Signal Amplifier...is it necessary for my setup?

inmypjs

inmypjs

Junior Audioholic
I currently split the signal coming in from my Cable company, one port to a digital set top box and another port going to a 4-way amplifier. The 4-way amp is split to amplify signal with one port going to the TV and another port going to the DVR. The other two ports are not used.

My thought is that signal might be degraded if I just use an ordinary splitter instead of the signal amplifier. What I was told is that I don't need a signal amplifer if i'm not splitting the signal to two or more TVs around the house and that the cable is less than 9 feet. Is that correct?
 
M

MBauer

Audioholic
Thoughts

inmypjs said:
I currently split the signal coming in from my Cable company, one port to a digital set top box and another port going to a 4-way amplifier. The 4-way amp is split to amplify signal with one port going to the TV and another port going to the DVR. The other two ports are not used.

My thought is that signal might be degraded if I just use an ordinary splitter instead of the signal amplifier. What I was told is that I don't need a signal amplifer if i'm not splitting the signal to two or more TVs around the house and that the cable is less than 9 feet. Is that correct?
Splitting the signal will cause a loss. Since most cable signals aren't exactly clean, the amplifier boosts the entire signal, noise and all.

I would tend to agree that you don't need an amplifier but the easiest approach is to have the cable company come out and test the signal strength. Also have you tried it wthout the amp? One other possibility is to put the signal amplifier first in your circuit
 
inmypjs

inmypjs

Junior Audioholic
Thanks for your response.

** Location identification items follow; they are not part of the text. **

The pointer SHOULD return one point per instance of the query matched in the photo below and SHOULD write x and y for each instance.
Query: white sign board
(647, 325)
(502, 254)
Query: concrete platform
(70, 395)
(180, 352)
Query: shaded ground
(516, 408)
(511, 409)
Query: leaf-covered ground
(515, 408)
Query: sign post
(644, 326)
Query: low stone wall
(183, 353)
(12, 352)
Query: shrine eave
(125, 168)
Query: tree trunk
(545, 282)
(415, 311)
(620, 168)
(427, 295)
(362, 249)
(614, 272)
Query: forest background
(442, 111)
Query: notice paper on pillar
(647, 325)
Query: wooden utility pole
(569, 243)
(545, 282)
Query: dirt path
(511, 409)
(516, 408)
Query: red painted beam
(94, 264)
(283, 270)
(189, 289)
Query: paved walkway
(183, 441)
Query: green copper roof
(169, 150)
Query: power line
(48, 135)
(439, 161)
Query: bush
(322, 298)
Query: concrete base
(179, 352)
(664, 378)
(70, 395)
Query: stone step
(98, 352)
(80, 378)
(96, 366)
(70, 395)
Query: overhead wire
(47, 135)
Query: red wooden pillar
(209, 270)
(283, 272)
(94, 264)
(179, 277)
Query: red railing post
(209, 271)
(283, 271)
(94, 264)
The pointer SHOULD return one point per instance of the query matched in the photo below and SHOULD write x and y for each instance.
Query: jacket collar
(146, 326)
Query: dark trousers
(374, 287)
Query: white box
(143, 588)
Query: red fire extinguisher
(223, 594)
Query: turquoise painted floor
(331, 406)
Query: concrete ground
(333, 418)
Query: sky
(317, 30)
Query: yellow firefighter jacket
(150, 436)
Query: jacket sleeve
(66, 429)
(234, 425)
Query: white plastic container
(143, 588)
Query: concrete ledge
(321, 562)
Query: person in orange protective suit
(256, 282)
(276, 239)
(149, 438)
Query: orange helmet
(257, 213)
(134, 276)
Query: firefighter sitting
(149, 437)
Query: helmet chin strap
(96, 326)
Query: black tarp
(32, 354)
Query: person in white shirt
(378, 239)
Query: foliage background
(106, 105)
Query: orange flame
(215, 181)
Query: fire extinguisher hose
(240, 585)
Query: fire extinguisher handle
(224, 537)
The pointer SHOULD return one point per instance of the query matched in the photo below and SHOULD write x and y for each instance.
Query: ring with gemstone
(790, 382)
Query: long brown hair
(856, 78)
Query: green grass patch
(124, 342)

I guess I have to do a trial and error. I will try it without the amp (connect the TV direct from the cable out and see if signal would improve). If it improves, it probably means that my splitter is junk or/and my signal amp is amplifying the noise coming out from the source. I'll try it also with just the splitter and then try it with just the signal amp.

BTW, according to this electronics store I asked, one should only use shielded RG6 cables and not the inferior RG59 to get improved signals. I thought this is only good for longs connections. My connections from the source to the TV is below 15' in length so would an RG6 make any improvements?